Volume 15 Supplement 1

Selected articles from the IX International Conference on the Bioinformatics of Genome Regulation and Structure\Systems Biology (BGRS\SB-2014): Evolutionary Biology

Open Access

Role of the horizontal gene exchange in evolution of pathogenic Mycobacteria

BMC Evolutionary Biology201515(Suppl 1):S2

https://doi.org/10.1186/1471-2148-15-S1-S2

Published: 2 February 2015

Abstract

Background

Mycobacterium tuberculosis is one of the most dangerous human pathogens, the causative agent of tuberculosis. While this pathogen is considered as extremely clonal and resistant to horizontal gene exchange, there are many facts supporting the hypothesis that on the early stages of evolution the development of pathogenicity of ancestral Mtb has started with a horizontal acquisition of virulence factors. Episodes of infections caused by non-tuberculosis Mycobacteria reported worldwide may suggest a potential for new pathogens to appear. If so, what is the role of horizontal gene transfer in this process?

Results

Availing of accessibility of complete genomes sequences of multiple pathogenic, conditionally pathogenic and saprophytic Mycobacteria, a genome comparative study was performed to investigate the distribution of genomic islands among bacteria and identify ontological links between these mobile elements. It was shown that the ancient genomic islands from M. tuberculosis still may be rooted to the pool of mobile genetic vectors distributed among Mycobacteria. A frequent exchange of genes was observed between M. marinum and several saprophytic and conditionally pathogenic species. Among them M. avium was the most promiscuous species acquiring genetic materials from diverse origins.

Conclusions

Recent activation of genetic vectors circulating among Mycobacteria potentially may lead to emergence of new pathogens from environmental and conditionally pathogenic Mycobacteria. The species which require monitoring are M. marinum and M. avium as they eagerly acquire genes from different sources and may become donors of virulence gene cassettes to other micro-organisms.

Keywords

Mycobacterium horizontal gene transfer virulence

Background

Mycobacterium tuberculosis is one of the most dangerous human bacterial pathogens, causing a potentially deadly disease that has been around for a long time. [1]. Despite of an optimistic report that tuberculosis and AIDS death rates are steadily declining around the world over recent several years [2], they remain the main killers. Moreover, HIV patients are much more vulnerable to tuberculosis and often become carriers for other non-tuberculous mycobacterial pathogens, such as M. avium [35], M. kansasii [4, 5], M. abscessus [5], M. timonense [6] and M. genavense [7]. In the future these new pathogens may undergo the same evolutionary process of pathogenicity formation that was assumed for M. tuberculosis [8]. According to this hypothesis the evolution has started with an expansion phase involving active horizontal acquisition of virulence factors and gene duplication.

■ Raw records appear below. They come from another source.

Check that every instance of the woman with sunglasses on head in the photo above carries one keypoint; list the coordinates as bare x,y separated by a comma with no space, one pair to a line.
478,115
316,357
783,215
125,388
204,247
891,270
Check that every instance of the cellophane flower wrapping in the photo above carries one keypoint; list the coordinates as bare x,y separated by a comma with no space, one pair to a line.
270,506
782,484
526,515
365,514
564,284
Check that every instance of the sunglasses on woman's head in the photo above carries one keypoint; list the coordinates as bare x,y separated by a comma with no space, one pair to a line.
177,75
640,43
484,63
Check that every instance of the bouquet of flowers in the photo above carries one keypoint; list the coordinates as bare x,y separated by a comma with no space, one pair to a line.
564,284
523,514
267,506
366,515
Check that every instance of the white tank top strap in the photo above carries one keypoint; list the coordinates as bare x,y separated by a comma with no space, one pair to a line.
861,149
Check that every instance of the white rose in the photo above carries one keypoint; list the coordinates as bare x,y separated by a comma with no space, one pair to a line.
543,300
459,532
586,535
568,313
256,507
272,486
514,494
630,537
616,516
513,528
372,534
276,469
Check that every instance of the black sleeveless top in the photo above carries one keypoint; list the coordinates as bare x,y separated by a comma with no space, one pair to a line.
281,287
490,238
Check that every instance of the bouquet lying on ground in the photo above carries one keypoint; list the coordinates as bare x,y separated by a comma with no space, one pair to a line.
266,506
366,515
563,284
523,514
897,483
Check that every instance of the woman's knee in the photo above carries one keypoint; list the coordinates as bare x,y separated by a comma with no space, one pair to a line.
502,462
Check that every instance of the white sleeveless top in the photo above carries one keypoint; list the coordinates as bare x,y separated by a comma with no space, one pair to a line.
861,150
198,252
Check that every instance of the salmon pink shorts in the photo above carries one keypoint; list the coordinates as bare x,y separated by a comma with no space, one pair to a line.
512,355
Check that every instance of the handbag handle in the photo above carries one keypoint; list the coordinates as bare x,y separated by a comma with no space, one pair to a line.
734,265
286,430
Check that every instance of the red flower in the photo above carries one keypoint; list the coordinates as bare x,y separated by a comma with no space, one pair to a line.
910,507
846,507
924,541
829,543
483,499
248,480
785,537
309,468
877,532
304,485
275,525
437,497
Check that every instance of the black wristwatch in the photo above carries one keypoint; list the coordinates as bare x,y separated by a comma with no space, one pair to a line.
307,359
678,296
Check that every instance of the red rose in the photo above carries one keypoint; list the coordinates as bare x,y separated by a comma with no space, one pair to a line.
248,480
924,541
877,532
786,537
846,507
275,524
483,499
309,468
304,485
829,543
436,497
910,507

In the work by Reva & Bezuidt [9] a new channel of transfer of virulence genes from pathogenic Enterobacteria to Brucella, Mycobacterium and Nocardia was reported, which may pose a serious impact on emergence of new pathogens. Genomic islands found in Mycobacterium were most likely originated from alpha-Proteobacteria [10] and gamma-Proteobacteria [11]. An unexpectedly high frequency of mercury-resistant strains showing also an increased tolerance to gentamicin, streptomycin and D-cycloserine has been reported among the clinical non-tuberculous mycobacteria isolates of species M. avium, M. intracellulare and M. scrofulaceum [12]. The genome of a fish pathogen M. marinum, which sometimes causes opportunistic infections in humans, comprises a 23 kb mercury-resistance plasmid pMM2329. BLASTn and oligonucleotide composition comparison showed that this plasmid comprising a mercury resistance operon had originated from either Nocardia or Pseudonocardia [9]. It looked like that this plasmid has been acquired by M. marinum quite recently as it still shows a strong sequence and oligonucleotide pattern similarities to Nocardia. These newly acquired genes may be behind the increased drug resistance reported for M. marinu isolates [13]. Mercury resistance plasmid similar to that of M. marinum together with multiple GIs of Pseudomonas and Actinobacteria origin were identified in M. abscessus, a pseudotuberculous lung disease causing microbe [14]; and in a frog pathogen M. ulcerans, which sometimes cause skin ulcers in human [15].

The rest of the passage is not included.